O atual mercado de telecomunicações é composto, em sua maioria, por pequenas e médias empresas de internet que conectam um país em escala continental. Entretanto, nem sempre foi assim. Nos últimos anos, foram criadas e impulsionadas iniciativas que promoveram o surgimento de novos provedores de internet, com baixos custos de entrada, por meio das assimetrias regulatórias. O modelo promoveu a entrada direta de novas empresas em locais anteriormente pouco assistidos pelas grandes empresas do setor de telecom.
A regulação assimétrica refere-se a uma abordagem estratégica que integra a regulação de monopólios naturais com a regulação da concorrência. Esta abordagem é formulada com base em critérios como a relevância social, o interesse público, a complexidade tecnológica e a dinâmica competitiva do mercado. É importante destacar que a formulação da regulação assimétrica também observa princípios constitucionais, as normas gerais de proteção à ordem econômica e os direitos do consumidor, garantindo assim uma aplicação equitativa e conforme os padrões legais estabelecidos.
Um importante mecanismo para a efetiva implementação de medidas assimétricas é o Plano Geral de Metas de Competição (PGMC). Formalizado em 2012 pela Agência Nacional de Telecomunicações (Anatel), o plano visa promover a concorrência no setor de telecomunicações. Para isso, são propostas medidas diferenciadas a prestadoras que são qualificadas como detentoras de Poder de Mercado Significativo (PMS), além de determinar uma carga regulatória com condições específicas aos PPPs.
Foi com a efetiva implementação do PGMC que as prestadoras regionais puderam crescer e se consolidar no restrito mercado de telecomunicações. Apesar do impacto positivo e relevância da manutenção do Plano, tem-se debatido a possibilidade de revogação das assimetrias via Anatel, de modo que são questionadas as fundamentações e bases para sua manutenção.

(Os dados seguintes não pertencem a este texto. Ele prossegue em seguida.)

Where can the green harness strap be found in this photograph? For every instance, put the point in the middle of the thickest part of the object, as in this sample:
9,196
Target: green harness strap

Compreendendo quais são as pontuações levantadas sobre o PGMC, faz-se necessário uma maior explanação sobre a devida importância para sua continuidade e, até mesmo, ampliação. A priori, cabe destacar que a LGT prevê que a Anatel é competente para prevenir infrações à ordem econômica, também estabelecendo que a Agência incentive medidas em prol da competição por meio da regulamentação. A assimetria engloba tanto fatores econômicos das empresas como a capacidade de desenvolvimento dos serviços, abrangendo a possibilidade de conectividade em regiões remotas.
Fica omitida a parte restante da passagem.